Why, they even get to continue paying only 10 percent in local money to get 90 percent funding from the state for other routine road work whereas Floyd County and other opponents will have to ante up 30 percent from now on just to land 70 percent even as currently existing revenues for transportation probably will dwindle. Plus they even get bonus local money for being smart enough to approve the TSPLOST.
Frankly, for those who voted in opposition and everybody else this all becomes a horribly complicated mess with no good solutions but some easy predictions.
For example, it now becomes unrealistic to expect a rescue by the tripling of the motor-fuels tax that should have occurred 20/30 years ago — as one local official pointed out it needs to go to 25 cents a gallon (from the current 7.5) just to equal the sales-tax revenues denied.
THAT MAY be political suicide to start with but with a huge swath of the state approving the penny tax there is zero chance politicians there will do anything but kill the notion of paying more such tax just to send every penny off to bail out Atlanta.
And, as few seem to realize, not only will the state have less road money to spread around (plus the federal portion is being reduced by 8 percent) but now Gov. Nathan Deal has veto power over every road project. That is the way all this was set up.
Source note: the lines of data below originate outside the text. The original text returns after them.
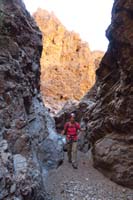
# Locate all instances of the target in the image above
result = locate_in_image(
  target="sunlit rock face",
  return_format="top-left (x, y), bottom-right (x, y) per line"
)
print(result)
top-left (77, 0), bottom-right (133, 188)
top-left (0, 0), bottom-right (62, 200)
top-left (55, 0), bottom-right (133, 188)
top-left (34, 9), bottom-right (103, 114)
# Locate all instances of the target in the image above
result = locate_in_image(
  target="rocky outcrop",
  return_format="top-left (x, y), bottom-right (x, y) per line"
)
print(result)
top-left (56, 0), bottom-right (133, 188)
top-left (83, 0), bottom-right (133, 188)
top-left (0, 0), bottom-right (63, 200)
top-left (34, 9), bottom-right (103, 113)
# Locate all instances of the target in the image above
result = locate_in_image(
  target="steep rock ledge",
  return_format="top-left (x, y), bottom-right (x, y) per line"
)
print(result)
top-left (0, 0), bottom-right (63, 200)
top-left (34, 9), bottom-right (104, 113)
top-left (82, 0), bottom-right (133, 188)
top-left (55, 0), bottom-right (133, 188)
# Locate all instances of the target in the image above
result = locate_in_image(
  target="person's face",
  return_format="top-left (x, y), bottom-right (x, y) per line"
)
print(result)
top-left (70, 116), bottom-right (75, 123)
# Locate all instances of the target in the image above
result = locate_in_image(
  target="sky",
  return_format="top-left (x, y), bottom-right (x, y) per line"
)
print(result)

Frankly, all should be glad Deal is the one in the office. If former Gov. Sonny Perdue, who actually thought this system up, were still there it is probable every road chosen would run to a fishing hole, not a city.
However, Deal absolutely, to give the state any chance of untangling transportation, must pour most funds into the Atlanta metro where he is already on record as saying the Ga. 400-I-285 corridor must have the state’s top priority. The rest will have to go the Savannah area ... no sense in having a port if one can’t get the goods in and out. And deepening the ship channel is also a “transportation” project.
IF ANYTHING is left, one could hardly fault Deal as a politician if he sends it to the Gainesville area instead of Greater Rome. That’s his home base, after all — we’d expect the same favoritism from our representatives had they any sway and say at all, which they do not.
That is not to say Greater Rome will not get anything. The U.S. 411 Connector, for example, contains gobs of federal funding that the state is not likely to discard although this may further slow the creepy-crawly pace of the project. Similarly, the four-laning of Ga. 140 from Ga. 53 to U.S. 40/I-75 will likely happen — it is a short stretch, it is comparatively cheap ... and it was promised to a big new venture already on the scene. Same with whatever was pledged to the big Caterpillar operation coming to near Jackson.
What is really at risk is the ability of the state to lure anything new of a similar size from now on ... and make road promises in connection with such a wooing. What is the pitch going to be? If your workers are willing to pay a toll to get to your plant’s entrance, we will build you a road?
What a mess! And this is just a part of what will fill miles upon miles of column-width lanes in coming weeks/months with sentences all ending in question marks.
Bad as the politicians and bureaucrats can screw something up, never underestimate the power of a very small minority of voters to make it even worse.
MINORITY? Yes, the actual majority appears to have entirely given up on fixing anything and thus does not vote. Only 22 percent of Floyd Countians voted, for example, in trouncing the TSPLOST by better than a 2-to-1 margin. That means maybe 14/15 percent of local registered voters made this kill-it decision. And perhaps, figuring in eligible but not registered voters (sorry you cannot find your birth certificate), perhaps only 10 percent of those who would have been paying the added sales tax are on record as being opposed.
That, by the way, is roughly the percentage that this newspaper has pointed out in the past always votes “no” regarding anything up to and including building a landing pad for the Second Coming.
That wasn’t on the list of local transportation projects for the TSPLOST. With this kind of turnout it wouldn’t have mattered if it had been.